Specify HDFS ACLs. Set the owner, group, and level of permissions for HDFS. For example:

<?xml version="1.0"?>
<feed description="$rawInputFeed" name=”testFeed” xmlns="uri:falcon:feed:0.1">

<!--Feed run frequency-->
<frequency>hours(1)</frequency>

<!-- Late arrival cut-off -->
<late-arrival cut-off="hours(6)”/>

<!-- Target clusters for retention and replication. -->
<clusters> 
     <cluster name="<MyDataCenter>" type="source">
     <validity start="$date" end="$date"/>
     
     <!--Currently delete is the only action available -->
     <retention limit="days($n)" action="delete"> 
     </cluster>
     
     <cluster name="$MyDataCenter-secondary" type="target">
     <validity start="2012-01-01T00:00Z" end="2099-12-31T00:00Z"/>
     <location type="data” path="/churn/weblogs/${YEAR}-${MONTH}-${DAY}-${HOUR} "/>
     <retention limit="days(7)" action="delete"/>
     </cluster>
</clusters>

<!-- Global location across clusters - HDFS paths or Hive tables -->
<locations> 
     <location type="data" path="/weblogs/${YEAR}-${MONTH}-${DAY}-${HOUR} "/>
</locations>  

<!-- Required for HDFS. -->
<ACL owner="hdfs" group="users" permission="0755"/>  

</feed>

Specify the location of the schema file for the feed as well as the provider of the schema like protobuf, thrift etc. For example:

<?xml version="1.0"?>
<feed description="$rawInputFeed" name=”testFeed” xmlns="uri:falcon:feed:0.1">

<!--Feed run frequency-->
<frequency>hours(1)</frequency>

<!-- Late arrival cut-off -->
<late-arrival cut-off="hours(6)”/> 

<!-- Target clusters for retention and replication. -->
<clusters> 
     <cluster name="<MyDataCenter>" type="source">
     <validity start="$date" end="$date"/>
     
     <!--Currently delete is the only action available -->
     <retention limit="days($n)" action="delete"> 
     </cluster>
     
     <cluster name="$MyDataCenter-secondary" type="target">
     <validity start="2012-01-01T00:00Z" end="2099-12-31T00:00Z"/>
     <location type="data” path="/churn/weblogs/${YEAR}-${MONTH}-${DAY}-${HOUR} "/>
     <retention limit="days(7)" action="delete"/>
     </cluster>
</clusters>

<!-- Global location across clusters - HDFS paths or Hive tables -->
<locations> 
     <location type="data" path="/weblogs/${YEAR}-${MONTH}-${DAY}-${HOUR} "/>
</locations>

<!-- Required for HDFS. -->
<ACL owner="hdfs" group="users" permission="0755"/>  
<schema location="/schema" provider="protobuf"/>  
</feed>

Submit and Schedule the Entities

You must submit and schedule all of your entities. The entity definitions are validated as part of the submission process.

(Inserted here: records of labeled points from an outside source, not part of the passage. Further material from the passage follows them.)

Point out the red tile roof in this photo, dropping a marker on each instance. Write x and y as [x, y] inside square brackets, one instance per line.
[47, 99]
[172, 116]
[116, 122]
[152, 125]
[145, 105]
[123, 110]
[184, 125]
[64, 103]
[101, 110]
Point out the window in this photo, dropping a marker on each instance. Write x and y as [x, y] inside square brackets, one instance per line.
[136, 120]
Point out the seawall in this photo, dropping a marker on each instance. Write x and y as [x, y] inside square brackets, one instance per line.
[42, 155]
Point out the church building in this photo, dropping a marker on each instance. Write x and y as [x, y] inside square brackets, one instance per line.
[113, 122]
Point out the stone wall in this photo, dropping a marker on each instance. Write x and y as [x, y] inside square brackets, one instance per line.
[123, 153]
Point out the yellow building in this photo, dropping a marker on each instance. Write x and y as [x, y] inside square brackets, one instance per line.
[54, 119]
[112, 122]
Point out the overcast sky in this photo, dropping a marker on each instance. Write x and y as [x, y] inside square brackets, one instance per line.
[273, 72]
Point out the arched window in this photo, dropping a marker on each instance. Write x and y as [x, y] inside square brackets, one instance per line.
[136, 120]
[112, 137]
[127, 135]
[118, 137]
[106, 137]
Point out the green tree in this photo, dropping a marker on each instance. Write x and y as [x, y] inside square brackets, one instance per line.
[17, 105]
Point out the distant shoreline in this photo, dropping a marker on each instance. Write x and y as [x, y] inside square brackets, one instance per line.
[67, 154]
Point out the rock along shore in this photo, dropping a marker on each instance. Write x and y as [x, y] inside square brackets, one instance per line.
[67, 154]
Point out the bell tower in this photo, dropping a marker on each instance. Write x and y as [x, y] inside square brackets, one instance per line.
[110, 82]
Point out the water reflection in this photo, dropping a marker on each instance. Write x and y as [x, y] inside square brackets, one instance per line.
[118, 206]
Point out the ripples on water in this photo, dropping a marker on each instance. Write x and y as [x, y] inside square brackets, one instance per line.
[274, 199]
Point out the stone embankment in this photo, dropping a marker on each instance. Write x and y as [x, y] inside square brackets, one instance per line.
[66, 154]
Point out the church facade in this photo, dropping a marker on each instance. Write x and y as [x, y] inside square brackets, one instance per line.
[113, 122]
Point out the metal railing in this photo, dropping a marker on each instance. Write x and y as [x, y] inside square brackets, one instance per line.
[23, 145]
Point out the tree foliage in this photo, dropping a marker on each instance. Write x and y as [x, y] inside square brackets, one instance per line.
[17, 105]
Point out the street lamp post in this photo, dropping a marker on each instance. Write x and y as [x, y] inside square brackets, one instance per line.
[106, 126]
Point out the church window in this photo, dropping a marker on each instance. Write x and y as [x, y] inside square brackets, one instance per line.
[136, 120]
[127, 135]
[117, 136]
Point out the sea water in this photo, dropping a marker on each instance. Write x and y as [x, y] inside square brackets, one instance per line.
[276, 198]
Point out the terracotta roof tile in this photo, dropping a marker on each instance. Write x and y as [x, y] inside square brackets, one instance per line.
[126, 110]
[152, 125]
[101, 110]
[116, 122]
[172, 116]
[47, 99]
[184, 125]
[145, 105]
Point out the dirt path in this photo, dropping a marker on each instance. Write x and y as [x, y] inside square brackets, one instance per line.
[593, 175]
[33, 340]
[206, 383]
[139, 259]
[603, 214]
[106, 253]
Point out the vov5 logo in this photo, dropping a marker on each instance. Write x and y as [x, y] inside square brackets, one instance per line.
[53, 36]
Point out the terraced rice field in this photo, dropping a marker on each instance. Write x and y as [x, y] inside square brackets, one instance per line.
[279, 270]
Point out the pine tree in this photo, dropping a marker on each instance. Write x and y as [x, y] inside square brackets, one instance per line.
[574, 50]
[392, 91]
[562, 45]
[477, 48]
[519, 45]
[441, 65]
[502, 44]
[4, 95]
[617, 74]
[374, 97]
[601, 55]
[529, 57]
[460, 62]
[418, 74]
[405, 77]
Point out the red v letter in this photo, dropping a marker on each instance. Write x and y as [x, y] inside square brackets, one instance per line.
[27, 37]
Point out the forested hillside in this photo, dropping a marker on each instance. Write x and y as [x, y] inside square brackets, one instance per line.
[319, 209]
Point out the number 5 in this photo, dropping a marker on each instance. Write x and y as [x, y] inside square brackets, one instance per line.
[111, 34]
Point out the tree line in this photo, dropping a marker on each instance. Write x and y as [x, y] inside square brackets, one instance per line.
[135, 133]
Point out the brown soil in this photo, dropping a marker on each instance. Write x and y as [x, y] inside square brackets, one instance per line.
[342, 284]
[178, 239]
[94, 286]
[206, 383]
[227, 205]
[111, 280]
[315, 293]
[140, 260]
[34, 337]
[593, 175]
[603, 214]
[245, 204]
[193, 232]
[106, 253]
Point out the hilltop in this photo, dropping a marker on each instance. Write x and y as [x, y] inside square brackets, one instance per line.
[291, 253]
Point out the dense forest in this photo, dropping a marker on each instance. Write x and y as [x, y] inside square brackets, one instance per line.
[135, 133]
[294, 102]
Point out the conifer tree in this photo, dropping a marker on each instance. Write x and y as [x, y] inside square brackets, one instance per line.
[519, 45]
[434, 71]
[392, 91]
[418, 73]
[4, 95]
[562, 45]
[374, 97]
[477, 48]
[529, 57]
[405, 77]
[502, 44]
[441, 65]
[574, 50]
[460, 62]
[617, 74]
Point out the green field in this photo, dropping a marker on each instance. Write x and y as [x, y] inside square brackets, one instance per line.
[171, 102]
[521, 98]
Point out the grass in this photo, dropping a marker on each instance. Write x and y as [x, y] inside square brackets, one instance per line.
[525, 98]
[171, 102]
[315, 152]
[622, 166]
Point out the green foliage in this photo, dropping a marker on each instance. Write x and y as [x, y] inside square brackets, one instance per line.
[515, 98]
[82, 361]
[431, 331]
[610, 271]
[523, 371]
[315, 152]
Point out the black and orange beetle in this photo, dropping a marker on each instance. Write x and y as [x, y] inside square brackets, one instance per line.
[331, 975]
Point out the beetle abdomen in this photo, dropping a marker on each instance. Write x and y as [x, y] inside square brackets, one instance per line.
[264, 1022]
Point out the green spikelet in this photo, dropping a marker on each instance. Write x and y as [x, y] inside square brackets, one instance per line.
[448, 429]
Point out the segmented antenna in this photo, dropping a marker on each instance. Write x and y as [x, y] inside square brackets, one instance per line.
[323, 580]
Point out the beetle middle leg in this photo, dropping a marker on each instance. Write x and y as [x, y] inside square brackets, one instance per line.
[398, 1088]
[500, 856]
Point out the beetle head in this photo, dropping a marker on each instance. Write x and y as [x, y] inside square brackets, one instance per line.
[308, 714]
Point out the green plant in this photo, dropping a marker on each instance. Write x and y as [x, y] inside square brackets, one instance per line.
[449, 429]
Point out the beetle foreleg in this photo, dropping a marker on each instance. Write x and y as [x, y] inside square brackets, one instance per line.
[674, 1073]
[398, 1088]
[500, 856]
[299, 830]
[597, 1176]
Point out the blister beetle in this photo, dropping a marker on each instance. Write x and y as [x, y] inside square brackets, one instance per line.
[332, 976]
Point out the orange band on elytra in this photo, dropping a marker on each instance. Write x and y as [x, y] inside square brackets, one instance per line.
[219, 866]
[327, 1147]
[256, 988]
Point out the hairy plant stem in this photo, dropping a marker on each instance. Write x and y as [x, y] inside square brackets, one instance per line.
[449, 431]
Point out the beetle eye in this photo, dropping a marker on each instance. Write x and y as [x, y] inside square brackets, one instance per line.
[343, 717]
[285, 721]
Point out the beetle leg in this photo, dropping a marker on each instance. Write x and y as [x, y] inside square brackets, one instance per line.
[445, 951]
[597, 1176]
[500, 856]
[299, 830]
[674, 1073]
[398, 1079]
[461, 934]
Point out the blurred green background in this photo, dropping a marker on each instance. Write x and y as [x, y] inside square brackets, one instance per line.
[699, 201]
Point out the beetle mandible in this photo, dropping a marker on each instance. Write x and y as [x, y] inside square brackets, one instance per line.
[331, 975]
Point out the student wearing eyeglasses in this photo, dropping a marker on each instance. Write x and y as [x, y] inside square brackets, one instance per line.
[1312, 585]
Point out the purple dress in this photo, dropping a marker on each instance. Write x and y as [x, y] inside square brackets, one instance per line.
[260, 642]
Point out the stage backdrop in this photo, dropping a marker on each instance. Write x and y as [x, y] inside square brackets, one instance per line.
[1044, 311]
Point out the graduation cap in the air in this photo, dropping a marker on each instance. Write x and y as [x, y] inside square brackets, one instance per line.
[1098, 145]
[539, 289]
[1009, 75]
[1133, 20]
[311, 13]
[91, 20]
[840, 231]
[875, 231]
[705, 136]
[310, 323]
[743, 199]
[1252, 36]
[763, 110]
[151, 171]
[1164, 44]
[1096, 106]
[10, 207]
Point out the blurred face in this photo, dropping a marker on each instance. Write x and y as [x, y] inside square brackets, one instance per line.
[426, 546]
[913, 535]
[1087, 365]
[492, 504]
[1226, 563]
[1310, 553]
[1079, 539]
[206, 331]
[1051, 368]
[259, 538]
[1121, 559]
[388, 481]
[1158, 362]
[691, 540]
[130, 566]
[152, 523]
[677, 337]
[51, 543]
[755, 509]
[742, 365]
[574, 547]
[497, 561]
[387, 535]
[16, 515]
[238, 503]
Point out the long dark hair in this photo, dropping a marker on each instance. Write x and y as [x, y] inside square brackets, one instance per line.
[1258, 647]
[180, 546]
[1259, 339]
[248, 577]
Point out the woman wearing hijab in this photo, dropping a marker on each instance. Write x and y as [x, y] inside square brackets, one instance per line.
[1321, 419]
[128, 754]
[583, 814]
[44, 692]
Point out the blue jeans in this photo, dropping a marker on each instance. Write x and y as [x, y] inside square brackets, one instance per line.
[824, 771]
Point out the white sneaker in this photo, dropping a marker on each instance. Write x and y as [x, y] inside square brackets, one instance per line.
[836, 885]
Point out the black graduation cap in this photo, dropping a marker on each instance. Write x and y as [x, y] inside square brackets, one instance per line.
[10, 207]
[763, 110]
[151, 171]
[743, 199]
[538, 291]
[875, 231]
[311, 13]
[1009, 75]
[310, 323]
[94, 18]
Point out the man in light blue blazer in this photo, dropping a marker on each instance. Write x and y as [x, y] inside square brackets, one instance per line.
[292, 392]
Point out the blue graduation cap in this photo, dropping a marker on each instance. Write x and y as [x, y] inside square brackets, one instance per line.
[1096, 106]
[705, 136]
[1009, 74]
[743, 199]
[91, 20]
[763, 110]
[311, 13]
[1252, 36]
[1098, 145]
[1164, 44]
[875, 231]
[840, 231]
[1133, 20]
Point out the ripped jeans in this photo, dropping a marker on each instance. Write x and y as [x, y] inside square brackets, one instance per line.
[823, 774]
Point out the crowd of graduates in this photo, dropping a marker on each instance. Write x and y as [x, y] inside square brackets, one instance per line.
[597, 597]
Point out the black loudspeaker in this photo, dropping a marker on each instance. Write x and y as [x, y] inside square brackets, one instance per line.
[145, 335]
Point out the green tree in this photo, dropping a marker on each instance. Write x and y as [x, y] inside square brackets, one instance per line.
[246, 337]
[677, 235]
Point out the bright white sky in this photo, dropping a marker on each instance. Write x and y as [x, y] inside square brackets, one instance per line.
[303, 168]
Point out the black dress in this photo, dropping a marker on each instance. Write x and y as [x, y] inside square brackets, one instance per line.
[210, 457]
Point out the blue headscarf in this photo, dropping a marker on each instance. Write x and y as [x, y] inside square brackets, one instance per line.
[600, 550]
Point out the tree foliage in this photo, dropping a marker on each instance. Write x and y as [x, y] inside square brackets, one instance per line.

Submit all of your entities using the following syntax:
```
falcon entity -type <EntityType> -submit -file <YourEntity.xml>
```
Schedule your feed and process entities using the following syntax:
```
falcon entity -type <EntityType> -name <YourEntity -schedule
```

See "Submitting and Scheduling an Entity Using the CLI" in Creating Falcon Entity Definitions for more specific instructions.

Confirm Results

To confirm your results, check your target cluster and review your Oozie jobs.